Asymmetry rule: Companies rarely answer all four questions at the same level. The asymmetry tells you where the next intervention should focus.

Mapping against Ray Data Co

This section is load-bearing for two parallel use cases. Both flagged for parent-handler synthesis (parent will write the RDCO level-assessment + phData take in iMessage; this section just stages the framework cleanly):

1. RDCO self-assessment surface — the 4-question lens applied to RDCO is genuinely interesting because RDCO is structurally a one-founder + one-COO-agent org. Some questions translate cleanly (What can AI see? Vault + Notion + Gmail + Calendar + state files = strong L3). Some don’t (Who can extend the system? RDCO has no non-engineers — the “non-engineers shipping production tools” criteria becomes “do skills get added by markdown edits, not engineering tickets?” which is YES). Parent will deliver the explicit level-assessment. This vault note just establishes the framework for future cite-back.

2. phData / consulting playbook surface — directly relevant to phData’s positioning when rolling out agentic workflows at clients:

Diagnostic question for first-meeting positioning: “What level are you at? Let’s apply the 4-question lens.”
Anti-pattern detection: “Your ‘AI strategy’ announcement doesn’t move you up. The org-chart change is the lagging indicator that you’ve actually moved.”
Sales hook for MAC specifically: L3 demands “core systems of record exposed via CLI/MCP/well-defined APIs” — that’s literally the surface MAC’s Scope × Basis matrix grades. MAC is the L3→L4 instrumentation for data work.
Sales hook for the broader RDCO advisory positioning: the framework gives consultants a structured way to talk about progression without selling vapor.

3. Tickered / scarce-targeting connection — when LLMs make generic “AI-assisted code” abundant, the Tickered framing applies (per Packy McCormick’s Scarce Assets piece, 2026-04-30-not-boring-scarce-assets-abundance-driven-scarcity). Miura-Ko’s framework is the operational form: L3+ orgs are scarce because they require explicit structural choices that L1 announcements can’t fake. The targeting system is what moves you up the levels.
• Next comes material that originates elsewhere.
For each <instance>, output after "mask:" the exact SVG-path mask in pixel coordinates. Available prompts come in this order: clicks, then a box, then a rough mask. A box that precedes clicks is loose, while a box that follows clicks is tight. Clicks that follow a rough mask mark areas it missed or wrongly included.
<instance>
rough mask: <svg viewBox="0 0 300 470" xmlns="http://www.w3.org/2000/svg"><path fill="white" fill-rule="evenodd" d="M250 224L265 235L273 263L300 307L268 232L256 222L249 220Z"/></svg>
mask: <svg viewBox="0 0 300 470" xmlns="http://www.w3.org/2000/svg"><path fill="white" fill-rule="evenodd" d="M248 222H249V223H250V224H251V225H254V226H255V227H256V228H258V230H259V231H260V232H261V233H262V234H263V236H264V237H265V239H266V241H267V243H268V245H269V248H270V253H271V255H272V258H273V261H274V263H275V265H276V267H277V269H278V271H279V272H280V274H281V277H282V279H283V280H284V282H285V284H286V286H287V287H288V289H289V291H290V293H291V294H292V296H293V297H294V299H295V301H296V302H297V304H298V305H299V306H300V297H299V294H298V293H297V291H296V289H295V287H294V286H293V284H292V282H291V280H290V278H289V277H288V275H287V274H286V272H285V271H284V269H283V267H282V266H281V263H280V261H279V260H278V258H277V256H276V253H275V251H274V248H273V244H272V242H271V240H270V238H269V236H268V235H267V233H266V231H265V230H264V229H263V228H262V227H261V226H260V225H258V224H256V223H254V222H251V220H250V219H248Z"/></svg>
4. Compound Engineering / orchestration thesis cluster — Miura-Ko’s L4 description (“agents update agents, skills marketplaces propagate wins, removes duplicate efforts”) is exactly the architecture Trevin Chow + Kieran Klaassen are building in the Compound Engineering plugin (2026-01-09-trevin-chow-agent-orchestration-thesis, 2026-05-01-trevin-compound-engineering-v3-4). Miura-Ko gives the org-design language; Chow/Klaassen give the implementation pattern. Together they form a coherent agent-deployer playbook.

Open questions for founder

RDCO’s explicit level claim — parent agent will draft, but founder should sign off on whether to publish/cite it.
Whether phData wants this framework as a sales tool or whether RDCO uses it as a positioning differentiator (one company can’t do both with the same client base).
Whether to develop a Sanity Check piece that uses the framework (different angle than the Tickered piece, separate slot).